Foundations·10 min read

Neural Networks

From a single perceptron to deep multilayer networks — the building blocks of modern deep learning.

The Perceptron

A perceptron is the simplest neural unit. Given input vector x, weights w, and bias b, it computes:

y = φ(w · x + b)

where φ is a non-linear activation function. Stack many of these and you get a network capable of approximating arbitrarily complex functions.

Multilayer Perceptrons (MLPs)

An MLP chains layers of perceptrons. Each layer transforms its input into a new representation:

h₁ = φ(W₁ x + b₁)
h₂ = φ(W₂ h₁ + b₂)
ŷ  = W₃ h₂ + b₃

The depth gives hierarchical features; the width gives capacity.

Universal Approximation

A feedforward network with a single hidden layer and a non-polynomial activation can approximate any continuous function on a compact subset of ℝⁿ to arbitrary accuracy — given enough neurons.

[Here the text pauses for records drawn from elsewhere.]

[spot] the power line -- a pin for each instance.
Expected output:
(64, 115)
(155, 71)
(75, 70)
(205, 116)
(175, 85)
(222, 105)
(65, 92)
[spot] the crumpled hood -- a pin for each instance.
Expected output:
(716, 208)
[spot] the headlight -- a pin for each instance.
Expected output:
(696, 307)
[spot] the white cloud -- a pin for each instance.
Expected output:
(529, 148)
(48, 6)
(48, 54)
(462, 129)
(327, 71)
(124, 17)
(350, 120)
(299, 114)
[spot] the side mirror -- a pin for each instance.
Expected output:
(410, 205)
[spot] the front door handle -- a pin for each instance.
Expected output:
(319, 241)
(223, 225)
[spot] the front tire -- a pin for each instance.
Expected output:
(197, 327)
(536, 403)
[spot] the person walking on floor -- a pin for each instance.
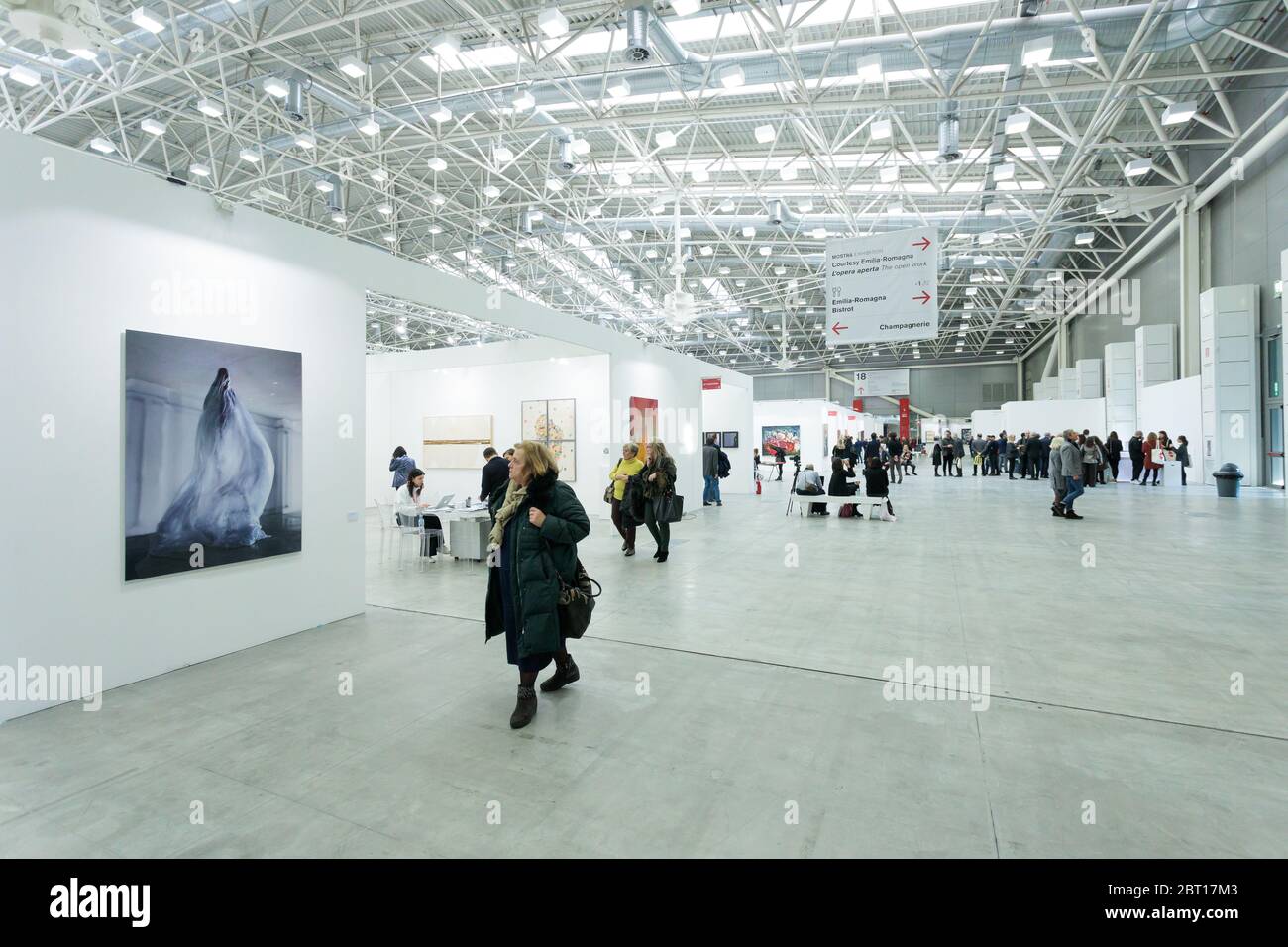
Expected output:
(1183, 454)
(400, 464)
(1150, 466)
(536, 525)
(711, 474)
(1056, 470)
(1070, 466)
(627, 466)
(1035, 453)
(658, 482)
(1136, 451)
(1113, 453)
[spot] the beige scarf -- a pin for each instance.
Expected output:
(514, 497)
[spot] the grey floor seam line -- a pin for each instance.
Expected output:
(868, 677)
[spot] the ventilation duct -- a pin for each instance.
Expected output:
(294, 105)
(636, 35)
(949, 133)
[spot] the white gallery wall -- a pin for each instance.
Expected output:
(84, 257)
(90, 249)
(729, 408)
(404, 386)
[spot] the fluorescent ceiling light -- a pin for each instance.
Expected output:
(868, 68)
(446, 44)
(353, 67)
(147, 20)
(1018, 123)
(1137, 167)
(552, 22)
(732, 76)
(1180, 112)
(1038, 51)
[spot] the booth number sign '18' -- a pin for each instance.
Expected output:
(881, 287)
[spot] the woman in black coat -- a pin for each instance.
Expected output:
(536, 526)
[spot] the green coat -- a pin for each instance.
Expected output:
(535, 587)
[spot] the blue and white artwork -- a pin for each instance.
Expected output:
(211, 454)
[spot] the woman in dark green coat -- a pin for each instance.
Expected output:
(658, 475)
(536, 526)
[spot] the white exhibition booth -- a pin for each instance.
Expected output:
(138, 253)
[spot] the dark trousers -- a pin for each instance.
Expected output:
(661, 532)
(627, 532)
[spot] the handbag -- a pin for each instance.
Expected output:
(576, 599)
(669, 508)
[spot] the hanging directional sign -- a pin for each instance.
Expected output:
(883, 287)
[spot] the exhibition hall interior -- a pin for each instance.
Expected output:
(668, 429)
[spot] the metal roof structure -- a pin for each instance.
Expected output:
(599, 157)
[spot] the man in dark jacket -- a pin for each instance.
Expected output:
(1136, 451)
(711, 474)
(1033, 446)
(496, 471)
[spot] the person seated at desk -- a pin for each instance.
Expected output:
(496, 471)
(410, 509)
(811, 484)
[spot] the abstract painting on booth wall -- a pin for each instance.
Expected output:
(786, 436)
(554, 423)
(213, 454)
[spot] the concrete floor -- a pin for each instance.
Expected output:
(1109, 684)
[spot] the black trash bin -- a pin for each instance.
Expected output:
(1228, 479)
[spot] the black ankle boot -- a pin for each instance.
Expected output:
(565, 674)
(526, 709)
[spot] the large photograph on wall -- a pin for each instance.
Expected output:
(213, 454)
(786, 436)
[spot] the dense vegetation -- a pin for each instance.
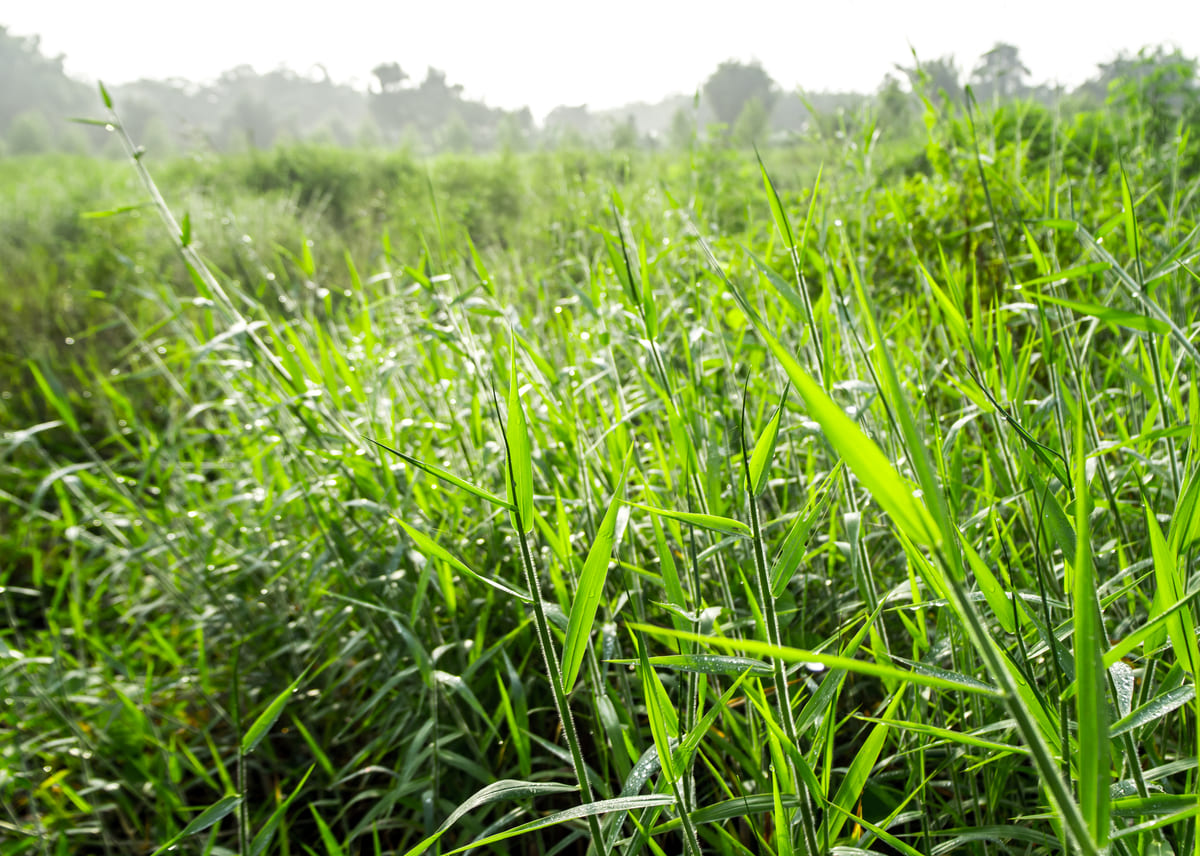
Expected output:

In practice, depth is exponentially more efficient than width for representing complex functions, which is why "deep" learning works.

A Minimal Example

import torch.nn as nn

model = nn.Sequential(
    nn.Linear(784, 256),
    nn.ReLU(),
    nn.Linear(256, 128),
    nn.ReLU(),
    nn.Linear(128, 10),
)

That's a 3-layer MLP for MNIST — about 235k parameters and good for ~98% accuracy.